Mac OS – Snow Leopard vs Windows Seven Icons

When it comes to beauty and form, both the Mac OS and Windows seven icons are running neck in neck. If you check them side-by-side, there are some differences of note, but the styles of the icons are both pretty and obviously convey a message of what they indicate. Some of the significant differences between the two start if you look at the folder icons. While they both use folder shapes, Windows 7 sticks with the more standard yellow color which is nearer to their real-world opposite numbers. Mac OS elects to employ a spotted blue color which more looks like a recycled paper than standard file folder. This change occurred in Leopard and was had a meeting with some criticism.
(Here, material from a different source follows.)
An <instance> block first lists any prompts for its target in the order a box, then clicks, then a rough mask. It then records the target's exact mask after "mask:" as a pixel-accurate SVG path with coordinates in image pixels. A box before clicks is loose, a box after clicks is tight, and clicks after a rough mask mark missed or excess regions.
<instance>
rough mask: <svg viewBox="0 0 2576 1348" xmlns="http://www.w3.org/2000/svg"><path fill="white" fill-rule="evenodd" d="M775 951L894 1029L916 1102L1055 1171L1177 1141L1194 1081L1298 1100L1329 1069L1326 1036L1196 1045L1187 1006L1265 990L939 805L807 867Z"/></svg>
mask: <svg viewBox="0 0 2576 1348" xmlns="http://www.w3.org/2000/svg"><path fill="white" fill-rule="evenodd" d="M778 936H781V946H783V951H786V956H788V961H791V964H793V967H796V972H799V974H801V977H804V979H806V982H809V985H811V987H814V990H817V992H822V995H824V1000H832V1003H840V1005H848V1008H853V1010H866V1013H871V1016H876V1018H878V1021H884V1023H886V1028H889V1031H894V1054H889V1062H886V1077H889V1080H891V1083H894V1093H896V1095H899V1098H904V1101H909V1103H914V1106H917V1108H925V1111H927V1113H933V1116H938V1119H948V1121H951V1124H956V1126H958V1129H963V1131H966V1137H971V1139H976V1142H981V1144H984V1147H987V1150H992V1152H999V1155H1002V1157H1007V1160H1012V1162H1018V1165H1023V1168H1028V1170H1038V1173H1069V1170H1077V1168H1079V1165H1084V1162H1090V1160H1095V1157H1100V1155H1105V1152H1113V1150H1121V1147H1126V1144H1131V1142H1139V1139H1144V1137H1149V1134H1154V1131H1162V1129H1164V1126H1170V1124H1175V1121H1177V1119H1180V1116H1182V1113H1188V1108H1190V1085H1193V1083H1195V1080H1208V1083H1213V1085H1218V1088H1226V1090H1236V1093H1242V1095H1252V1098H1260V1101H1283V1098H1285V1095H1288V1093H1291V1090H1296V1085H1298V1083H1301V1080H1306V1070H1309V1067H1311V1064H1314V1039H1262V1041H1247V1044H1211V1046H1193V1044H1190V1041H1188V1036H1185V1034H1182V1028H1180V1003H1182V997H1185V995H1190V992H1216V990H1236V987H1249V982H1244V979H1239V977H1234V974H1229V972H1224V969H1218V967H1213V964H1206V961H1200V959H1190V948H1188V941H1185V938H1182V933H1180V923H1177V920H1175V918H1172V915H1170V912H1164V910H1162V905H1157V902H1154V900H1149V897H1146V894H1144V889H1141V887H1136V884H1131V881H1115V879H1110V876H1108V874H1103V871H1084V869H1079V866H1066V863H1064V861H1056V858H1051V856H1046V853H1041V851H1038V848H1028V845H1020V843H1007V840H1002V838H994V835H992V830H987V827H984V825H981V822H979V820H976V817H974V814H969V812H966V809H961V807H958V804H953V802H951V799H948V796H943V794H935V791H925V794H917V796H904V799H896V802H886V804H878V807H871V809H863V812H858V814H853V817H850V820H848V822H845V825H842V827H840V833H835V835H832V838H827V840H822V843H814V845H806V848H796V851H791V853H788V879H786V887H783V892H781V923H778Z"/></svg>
Folder types are also different from Windows 7 icons to Mac OS X with the latter embossing an image on the icon and the previous opting for an emblem sticking out of the folder. This sticking out blob of the side of the folder makes it more difficult to see what the folder means like it probably did in the days before Leopard which was basically easier to tell one from the other.

Windows 7 Icons

The new Windows seven icons were introduced with Vista and many carry over to Windows 7. On the other hand Mac OS ten has some icons that are very clear like the internal drive whereas on Vista and Windows 7 seems more like an external drive. Windows doesn’t dump its older icons either. If you look in the icons, you’ll still see stuff like the 3.5 and 5.25 floppy disk. Some differences with the trash bin is that on the Mac it’is expanded when full.

Windows seven has continued the glass-like style which it debuted in Windows Vista, there are one or two icons that have a more recent style that steps away from the glassy look. One of them is Wordpad which in Windows seven follows a very different style. Too in Mac OS X, the TextEdit icon has text which ran in the’Think Different’ television advertisement which Apple did in the latter 90s. There also are many more icons that have this playful touch than in Windows which has been known to present business like, practical icons which have carried over into Windows 7. Mac OS icons are known to have a more artistic bent.

This, of course, is directly tied to the branding of each operating system : Windows is business-oriented and Mac OS is more artistically driven and private. While this isn’t engraved in granite, it is something that has been long known in the industry. The practical approach to icons is more apparent in both systems System Preferences and Control Panel sections. The icons on both systems clearly convey their meaning without any room for bafflement. These two sets of icons while fascinating serve that purpose. Hopefully, the way icons are rendered in Windows seven will change with the next upgrade. They’re currently in .ico format which isn’t the easiest to handle inside .exe and .dll files.